Le problème du centre

L’intersaison du Wild comportera une recherche d’un centre de premier plan, un besoin que le directeur général Bill Guerin a publiquement reconnu et auquel le marché des agents libres l’obligera à répondre via le commerce. Les Hurricanes ont Aho au centre, ancrant une ligne supérieure qui, même lorsqu’elle est calme offensivement, contrôle les matchs depuis le point de mise au jeu. Même un Aho en difficulté constitue une base que la situation centrale du Minnesota ne peut toujours pas égaler.

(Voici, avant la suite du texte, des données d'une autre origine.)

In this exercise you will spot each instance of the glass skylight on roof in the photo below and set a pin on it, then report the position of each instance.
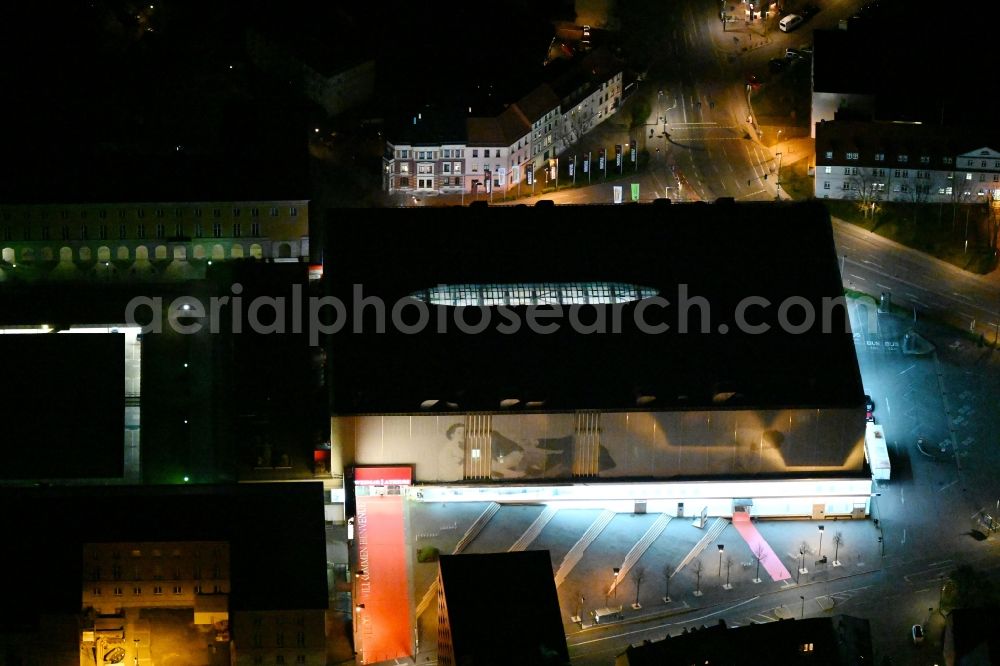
(539, 293)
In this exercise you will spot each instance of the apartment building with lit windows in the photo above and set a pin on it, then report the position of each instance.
(153, 574)
(890, 161)
(147, 240)
(216, 574)
(463, 155)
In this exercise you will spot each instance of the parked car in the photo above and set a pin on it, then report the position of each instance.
(809, 10)
(790, 22)
(777, 64)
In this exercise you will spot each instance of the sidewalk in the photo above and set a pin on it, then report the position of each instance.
(858, 553)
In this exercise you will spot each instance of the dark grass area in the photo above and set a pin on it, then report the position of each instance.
(784, 96)
(940, 230)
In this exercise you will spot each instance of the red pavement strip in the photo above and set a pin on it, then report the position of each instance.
(772, 563)
(385, 627)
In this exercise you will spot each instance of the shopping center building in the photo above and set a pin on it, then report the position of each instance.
(685, 359)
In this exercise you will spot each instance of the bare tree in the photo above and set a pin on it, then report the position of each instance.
(637, 574)
(572, 126)
(915, 191)
(698, 566)
(667, 571)
(961, 193)
(838, 539)
(760, 554)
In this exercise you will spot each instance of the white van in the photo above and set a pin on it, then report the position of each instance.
(790, 22)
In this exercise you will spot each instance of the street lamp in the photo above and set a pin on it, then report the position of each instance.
(777, 184)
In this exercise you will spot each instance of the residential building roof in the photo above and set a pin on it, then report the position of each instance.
(830, 74)
(723, 253)
(581, 78)
(514, 619)
(275, 532)
(893, 139)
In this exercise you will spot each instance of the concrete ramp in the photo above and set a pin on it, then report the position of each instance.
(576, 552)
(759, 547)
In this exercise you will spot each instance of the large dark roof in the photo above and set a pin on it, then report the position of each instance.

Le Wild a traversé les séries éliminatoires avec un patchwork au milieu. Joel Eriksson Ek, leur centre bidirectionnel le plus fiable, a raté toute la série du Colorado en raison d’une blessure au bas du corps. Minnesota a échangé contre Michael McCarron à la date limite spécifiquement pour remédier à un pourcentage de tacles qui se classait au deuxième rang de la ligue. Lorsque les points de mise au jeu comptent le plus, en prolongation, dans les matchs éliminatoires, en troisième période contre une équipe qui cherchait à obtenir l’égalité, le Wild n’avait personne capable de le contrôler de manière constante.

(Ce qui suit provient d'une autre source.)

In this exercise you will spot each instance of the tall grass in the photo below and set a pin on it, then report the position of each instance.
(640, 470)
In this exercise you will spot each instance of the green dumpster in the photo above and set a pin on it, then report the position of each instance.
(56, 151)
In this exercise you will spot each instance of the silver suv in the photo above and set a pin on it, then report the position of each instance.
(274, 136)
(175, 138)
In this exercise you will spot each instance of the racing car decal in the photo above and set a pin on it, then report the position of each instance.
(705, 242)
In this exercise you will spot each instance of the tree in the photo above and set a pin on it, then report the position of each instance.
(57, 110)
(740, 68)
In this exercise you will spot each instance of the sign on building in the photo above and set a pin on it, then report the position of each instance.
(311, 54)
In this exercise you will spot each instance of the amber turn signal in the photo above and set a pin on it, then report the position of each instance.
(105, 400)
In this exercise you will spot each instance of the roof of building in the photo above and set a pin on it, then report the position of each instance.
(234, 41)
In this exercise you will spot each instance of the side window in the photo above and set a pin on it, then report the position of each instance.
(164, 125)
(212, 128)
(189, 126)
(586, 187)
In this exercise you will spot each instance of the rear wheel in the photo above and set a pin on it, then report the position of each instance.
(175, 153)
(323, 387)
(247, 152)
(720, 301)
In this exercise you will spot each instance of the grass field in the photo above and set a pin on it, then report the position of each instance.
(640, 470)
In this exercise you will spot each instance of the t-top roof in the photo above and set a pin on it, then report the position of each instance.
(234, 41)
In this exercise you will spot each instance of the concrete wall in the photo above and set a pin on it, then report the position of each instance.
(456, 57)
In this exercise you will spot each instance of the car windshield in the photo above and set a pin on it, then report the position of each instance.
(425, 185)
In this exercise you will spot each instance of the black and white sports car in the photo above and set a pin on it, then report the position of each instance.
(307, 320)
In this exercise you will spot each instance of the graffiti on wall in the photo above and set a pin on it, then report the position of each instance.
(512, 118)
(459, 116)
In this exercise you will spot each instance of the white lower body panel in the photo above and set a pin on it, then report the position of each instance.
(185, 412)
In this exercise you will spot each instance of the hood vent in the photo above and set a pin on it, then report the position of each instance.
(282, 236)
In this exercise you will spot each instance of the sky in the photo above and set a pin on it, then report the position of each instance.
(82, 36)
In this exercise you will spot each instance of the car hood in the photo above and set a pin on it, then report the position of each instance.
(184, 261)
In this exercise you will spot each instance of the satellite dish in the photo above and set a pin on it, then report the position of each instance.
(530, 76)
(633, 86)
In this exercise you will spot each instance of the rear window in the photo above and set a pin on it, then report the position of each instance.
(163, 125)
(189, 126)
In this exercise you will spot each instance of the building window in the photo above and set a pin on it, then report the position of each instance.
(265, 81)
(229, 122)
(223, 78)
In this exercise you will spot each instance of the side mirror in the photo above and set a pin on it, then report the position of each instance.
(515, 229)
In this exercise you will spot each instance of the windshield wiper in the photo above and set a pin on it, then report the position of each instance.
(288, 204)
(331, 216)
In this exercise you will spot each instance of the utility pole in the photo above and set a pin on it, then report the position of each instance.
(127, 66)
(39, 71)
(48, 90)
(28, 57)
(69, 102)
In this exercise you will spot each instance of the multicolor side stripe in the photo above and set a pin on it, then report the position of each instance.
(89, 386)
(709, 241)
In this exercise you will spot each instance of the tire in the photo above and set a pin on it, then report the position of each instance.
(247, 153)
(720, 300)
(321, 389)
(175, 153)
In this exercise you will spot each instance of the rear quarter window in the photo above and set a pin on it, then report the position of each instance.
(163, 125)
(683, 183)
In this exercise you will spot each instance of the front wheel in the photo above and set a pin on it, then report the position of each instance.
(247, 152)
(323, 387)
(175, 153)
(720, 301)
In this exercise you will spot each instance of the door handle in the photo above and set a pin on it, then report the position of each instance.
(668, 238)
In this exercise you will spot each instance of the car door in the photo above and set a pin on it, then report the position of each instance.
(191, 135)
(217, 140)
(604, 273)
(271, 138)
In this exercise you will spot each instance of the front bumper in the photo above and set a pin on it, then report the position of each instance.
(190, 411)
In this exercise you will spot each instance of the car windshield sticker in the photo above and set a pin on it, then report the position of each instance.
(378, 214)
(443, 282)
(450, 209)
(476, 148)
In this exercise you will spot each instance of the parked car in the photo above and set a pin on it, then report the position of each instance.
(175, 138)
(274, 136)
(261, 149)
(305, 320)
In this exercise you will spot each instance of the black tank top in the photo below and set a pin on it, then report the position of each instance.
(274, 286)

Guerin a clairement indiqué qu’après l’élimination du Wild en séries éliminatoires, la fenêtre de championnat est ouverte et il a l’intention d’agir en conséquence.

Les Hurricanes sont entrés dans la troisième période d’un match de la finale de la Coupe Stanley menés par deux buts et ont gagné en prolongation. Le Wild a perdu une avance de trois buts dans les dernières étapes d’un match éliminatoire et a perdu en prolongation. Les deux équipes ont vu leurs lignes de front se taire aux moments critiques. Un seul avait la profondeur, la structure et la discipline nécessaires pour y résister.

À l’extérieur du Lenovo Center, entouré d’une base de fans regardant leur équipe concourir pour un championnat, le contraste était saisissant. Le Minnesota est encore en train de rassembler les pièces du puzzle. Carolina montre à quoi pourrait ressembler le produit fini.